C.S.Lewis’ friend, Tolkien, wrote an essay called On Fairy Stories, where he suggested that the Christian account of the world “embraces all the essence of fairy stories.” The Bible’s story is the greatest story of all—the story of our world from beginning to end—and yet the Christian story does not make other stories redundant. No, says Tolkien, “in God’s kingdom the presence of the greatest does not depress the small”. He suggests that other stories actually resonate for us to the extent that they remind us of the Big Story, and thus they contribute to the “the multiple enrichment of creation.”98
This is certainly true of the Narnia stories. Lewis claims that he did not set out to write stories which secretly conveyed Christian ideas to an unsuspecting reader, as if he “drew up a list of basic Christian truths and hammered out allegories to embody them.” Rather, he recalls, “[e]verything began with images; a faun carrying an umbrella, a queen on a sledge, a magnificent lion.”99 Yet he became increasingly conscious that he was communicating basic Christian ideas through his stories. The stories do resonate with the Big Story, and Lewis the teacher saw the advantage of this:
I thought I saw how stories of this kind could steal past a certain inhibition which had paralyzed much of my own religion in childhood. . . . [S]upposing that by casting all these things into an imaginary world, stripping them of their stained-glass and Sunday school associations, one could make them for the first time appear in their real potency? Could one not thus steal past those watchful dragons? I thought one could.100
Thus the ultimate test of Narnia’s success is not only how good the stories are. Lewis himself invites us to measure them by a second criterion. The real test is whether the stories manage to steal past the watchful dragons. Do they send the reader back to the Big Story of which the Narnia stories are only an echo—the Bible’s story of creation, of human rebellion and alienation, the story of God’s great renewal program, with its climax in the story of Jesus, his life, his death for sin and his resurrection—and bring that story to life in a fresh way? Do they, in this context, slay the dragons which insist that sin is interesting and creative and life-giving, and make us see and feel and taste that sin is self-destructive? Only the reader can decide.

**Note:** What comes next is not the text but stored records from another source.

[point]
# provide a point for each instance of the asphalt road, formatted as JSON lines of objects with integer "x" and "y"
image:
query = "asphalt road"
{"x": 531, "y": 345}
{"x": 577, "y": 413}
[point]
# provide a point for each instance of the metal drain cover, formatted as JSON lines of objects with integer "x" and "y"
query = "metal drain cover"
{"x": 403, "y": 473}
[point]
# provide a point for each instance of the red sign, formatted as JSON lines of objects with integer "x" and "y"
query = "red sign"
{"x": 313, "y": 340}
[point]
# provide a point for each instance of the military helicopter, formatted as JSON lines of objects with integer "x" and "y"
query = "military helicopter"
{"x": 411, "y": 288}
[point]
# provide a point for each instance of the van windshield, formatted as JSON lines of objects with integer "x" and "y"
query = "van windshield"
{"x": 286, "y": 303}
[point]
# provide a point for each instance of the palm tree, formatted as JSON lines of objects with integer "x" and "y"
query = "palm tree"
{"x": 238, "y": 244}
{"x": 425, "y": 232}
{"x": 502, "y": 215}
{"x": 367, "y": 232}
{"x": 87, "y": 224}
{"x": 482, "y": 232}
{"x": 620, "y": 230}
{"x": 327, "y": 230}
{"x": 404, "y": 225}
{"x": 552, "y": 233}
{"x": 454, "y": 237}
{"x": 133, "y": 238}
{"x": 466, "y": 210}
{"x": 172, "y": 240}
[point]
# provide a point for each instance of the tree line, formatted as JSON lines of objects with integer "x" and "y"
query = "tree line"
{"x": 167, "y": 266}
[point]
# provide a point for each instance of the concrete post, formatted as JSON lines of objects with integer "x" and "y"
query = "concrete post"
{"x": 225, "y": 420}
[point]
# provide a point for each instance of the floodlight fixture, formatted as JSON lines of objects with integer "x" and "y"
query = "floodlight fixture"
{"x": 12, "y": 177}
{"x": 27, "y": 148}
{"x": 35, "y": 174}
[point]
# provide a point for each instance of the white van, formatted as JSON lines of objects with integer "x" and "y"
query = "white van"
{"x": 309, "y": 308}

Tolkien suggests that it is in The Big Story that “legend and history have met and fused”, where “story has entered History.”101 And this, in a sense, is the point of Narnia. At the conclusion of The Voyage of the Dawn Treader, the children are surprised to learn that Aslan exists in their world, as well as in Narnia.
“Are—are you there too, Sir?”
“I am,” said Aslan. “But there I have another name. You must learn to know me by that name. This was the very reason why you were brought to Narnia, that by knowing me here for a little, you may know me better there.” 102
The watchful dragons have to give way before the energy of a renewed spiritual imagination.